Elle prit le bras de sa mère. Une lumière aveuglante planait maintenant dans le parc.

-       Il faut que l’on retrouve Elise.

-       Tu as toujours été si entêtée.

-       Je le suis restée maman.

-      Le seul moyen de la retrouver est de rester concentré. C’est quelque chose que j’ai appris instinctivement lors de mes sorties. Il suffisait que je pense à autre chose pour que ça ne fonctionne pas.

-     C’est comme ça que tu as pu revoir Léon ? Tu n’as toujours pensé qu’à lui.

-     Je t’interdis. Elise te manque. Moi, c’était toi et ton frère avant que vous ne veniez me rejoindre.

  Loïs sentit à ce moment la couleur de la colère de sa mère. Je te bats pour ton bien, elle se rappela alors de cette phrase. Elles continuaient à marcher. Maintenant sur le lac émeraude, en direction de la petite silhouette au loin comme un oiseau filant vers la ligne d’horizon.

-          Je devais t’accompagner.

Elle la sentit presque menaçante.

-          Je ne pouvais pas m’imaginer t’attendre tournant en cage comme une lionne. Je pouvais t’éviter des erreurs en venant avec toi.

-          J’ai toujours su me débrouiller seule. Ça aurait été la même chose.

-          Te débrouiller seule ? Tu sais bien ce qui est arrivé du fait de ton obstination ; tu en es morte.

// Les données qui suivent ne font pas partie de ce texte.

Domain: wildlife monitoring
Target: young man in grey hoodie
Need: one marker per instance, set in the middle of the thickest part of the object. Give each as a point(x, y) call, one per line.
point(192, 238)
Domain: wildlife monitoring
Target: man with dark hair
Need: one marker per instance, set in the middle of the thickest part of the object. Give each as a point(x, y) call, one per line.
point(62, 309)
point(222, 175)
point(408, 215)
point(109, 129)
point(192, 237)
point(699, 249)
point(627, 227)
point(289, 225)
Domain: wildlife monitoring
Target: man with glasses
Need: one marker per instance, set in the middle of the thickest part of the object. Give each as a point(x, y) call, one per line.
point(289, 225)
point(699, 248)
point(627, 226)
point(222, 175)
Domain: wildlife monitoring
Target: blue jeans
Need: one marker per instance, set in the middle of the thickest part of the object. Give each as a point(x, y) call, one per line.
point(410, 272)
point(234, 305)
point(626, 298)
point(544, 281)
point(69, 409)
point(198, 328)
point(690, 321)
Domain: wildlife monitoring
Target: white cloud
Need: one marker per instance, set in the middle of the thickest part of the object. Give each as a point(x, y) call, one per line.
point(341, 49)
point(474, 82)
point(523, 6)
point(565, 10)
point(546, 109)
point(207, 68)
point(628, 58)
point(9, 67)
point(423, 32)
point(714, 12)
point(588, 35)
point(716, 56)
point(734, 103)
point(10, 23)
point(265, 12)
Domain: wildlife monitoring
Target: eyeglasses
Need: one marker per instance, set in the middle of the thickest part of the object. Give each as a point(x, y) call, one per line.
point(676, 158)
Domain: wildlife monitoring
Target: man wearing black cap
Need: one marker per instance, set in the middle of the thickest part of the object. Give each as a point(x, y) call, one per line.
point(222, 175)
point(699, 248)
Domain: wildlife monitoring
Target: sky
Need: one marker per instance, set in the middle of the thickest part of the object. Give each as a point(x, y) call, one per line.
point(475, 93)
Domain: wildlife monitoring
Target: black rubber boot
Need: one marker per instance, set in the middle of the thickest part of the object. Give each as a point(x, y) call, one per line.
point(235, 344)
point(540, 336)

  Leur marche devenait de plus en plus pénible. Elles étaient courbées par leurs efforts. Elles avaient l’impression que le ciel allait s’abattre sur elles comme un poids et que des fers enserraient leurs chevilles. Elles avançaient en direction du point rouge au loin, le ballon d’Elise. La lumière devenait de plus en plus aveuglante. Leurs points de repère s’effaçaient au fur et à mesure de leur progression. Loïs se disait  j’ai voulu la voir que je sois maudite. La silhouette qu’elle tentait de rejoindre se pliait, se tordait. Elle sentit sa mère lui prendre la main. La serrer presque comme pour la briser.

Je veux la voir, je veux la voir. Je pourrais tout détruire si je n’ai pas ce que je veux.

La moindre de leurs pensées leur rentraient dans la tête comme des poignards sur une cible. Le vide. Plus elles approchaient de la silhouette, plus seul le vide les calmait. Derrière mon visage le néant. Je suis venue te voir. Elise.

Elles étaient près d’elle maintenant. L’enfant sembla n’avoir aucune réaction. Elle s’était penchée pour essayer d’attraper le ballon rouge qui avait roulé sous un arbre. Il était juste sous une grosse branche basse ployant sous le poids de ses feuilles et de ses premiers fruits.

Elise, je peux enfin te prendre dans mes bras.

Elle sentit à nouveau la couleur de la colère de sa mère. Elle sentait qu’elle observait leurs retrouvailles. Elle réussit à prendre la main d’Elise dans la sienne. Toutes les trois pouvaient partir ; Loïs et sa mère pouvaient rebrousser chemin, rentrer d’où elles étaient venues. Loïs et  Elise pouvaient être ensemble. Loïs avait trouvé ce qu’elle était venue chercher.

Le ballon rouge soudain roula, poussé par une brise. Loïs se retourna et vit le corps d’Elise gisant sous une grosse branche détachée de l’arbre. Elle serra alors encore plus fort la main de sa fille et laissa derrière elle ce corps. Elles continuèrent d’avancer regardant scintiller devant elles le lac émeraude.